Des travailleurs colombiens licenciés par GM font une grève de la faim

Le 1er août, des travailleurs licenciés par General Motors ont commencé une grève de la faim. Ils ont décidé d’avoir leurs lèvres cousues jusqu’à ce que l’entreprise, l’ambassadeur des États-Unis et le gouvernement tiennent compte de leurs justes revendications. Les travailleurs, qui sont membres de l’Association des travailleurs accidentés et des ex-travailleurs de General Motors en Colombie (ASOTRECOL), protestent depuis un an contre la pratique en vigueur chez General Motors de licencier systématiquement et sans indemnisation tous les salariés dont la santé physique se détériore en raison d’une maladie professionnelle.
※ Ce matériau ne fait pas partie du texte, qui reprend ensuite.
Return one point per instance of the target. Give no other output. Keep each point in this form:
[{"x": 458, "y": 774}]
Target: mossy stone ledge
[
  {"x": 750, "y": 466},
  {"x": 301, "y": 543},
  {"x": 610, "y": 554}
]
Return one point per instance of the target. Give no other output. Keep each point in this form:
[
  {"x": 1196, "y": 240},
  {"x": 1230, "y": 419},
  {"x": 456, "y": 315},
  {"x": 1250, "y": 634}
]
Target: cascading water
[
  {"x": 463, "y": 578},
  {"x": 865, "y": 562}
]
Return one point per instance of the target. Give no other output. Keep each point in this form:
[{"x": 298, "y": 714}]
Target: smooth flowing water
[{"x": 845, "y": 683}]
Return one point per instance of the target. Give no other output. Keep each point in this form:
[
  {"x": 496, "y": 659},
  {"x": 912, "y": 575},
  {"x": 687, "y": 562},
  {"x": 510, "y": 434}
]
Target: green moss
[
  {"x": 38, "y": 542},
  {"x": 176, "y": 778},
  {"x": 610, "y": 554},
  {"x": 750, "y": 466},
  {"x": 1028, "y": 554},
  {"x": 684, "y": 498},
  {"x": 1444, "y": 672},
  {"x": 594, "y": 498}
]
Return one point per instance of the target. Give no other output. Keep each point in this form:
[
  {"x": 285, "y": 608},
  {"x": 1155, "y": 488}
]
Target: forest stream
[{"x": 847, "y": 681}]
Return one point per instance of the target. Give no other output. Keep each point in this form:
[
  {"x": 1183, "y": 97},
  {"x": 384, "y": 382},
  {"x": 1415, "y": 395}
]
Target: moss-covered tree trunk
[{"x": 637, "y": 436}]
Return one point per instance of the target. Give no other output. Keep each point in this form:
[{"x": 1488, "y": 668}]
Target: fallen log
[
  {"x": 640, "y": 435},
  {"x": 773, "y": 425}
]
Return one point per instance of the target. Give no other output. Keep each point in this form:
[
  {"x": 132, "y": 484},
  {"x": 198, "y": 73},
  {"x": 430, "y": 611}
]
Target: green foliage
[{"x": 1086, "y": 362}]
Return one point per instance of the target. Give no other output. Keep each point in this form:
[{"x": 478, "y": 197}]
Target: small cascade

Il y a trois ans, General Motors-GM-Colmotores Chevrolet a licencié environ 200 travailleurs qui souffraient d’une maladie professionnelle ou qui avaient été victimes d’un accident du travail. Ces lésions professionnelles incluent le syndrome du canal carpien, causé par certains mouvements répétitifs, et une hernie discale à la colonne cérébrale causée par le levage et le maniement continuels de lourdes machineries.

Cette année, les travailleurs ont campé devant l’ambassade des États-Unis à Bogota pour faire pression et obtenir le respect des stipulations du plan d’action du travail contenu dans l’accord de libre-échange entre les deux pays. Les travailleurs ont décidé de faire une grève de la faim en raison d’un manque de réponse des gouvernements de Colombie et des États-Unis.

Le 6 août, grâce à une pression politique du Congrès américain, des représentants du gouvernement colombien, de l’OIT, de General Motors, d’ASOTRECOL et de centrales syndicales se sont réunis pour examiner le différend. Il n’en est toutefois rien sorti parce que les responsables de GM se sont retirés de la réunion quand les travailleurs ont soulevé la question de leurs lésions professionnelles, qui avaient été confirmées par des enquêtes menées par les services du procureur général.

Les travailleurs font appel à la solidarité nationale et internationale, et demandent une solution immédiate au conflit par les gouvernements de Colombie et des États-Unis et par GM.

IndustriALL Global Union se tient solidaire des travailleurs licenciés par GM, qui sont tous en mauvaise santé, et demande à ses affilés de soutenir cette lutte.

Les grévistes ont dit à la presse locale que même si le gouvernement américain exige le respect des droits des travailleurs en Colombie au regard de l’accord de libre-échange, l’entreprise continue d’enfreindre les droits des travailleurs en Colombie.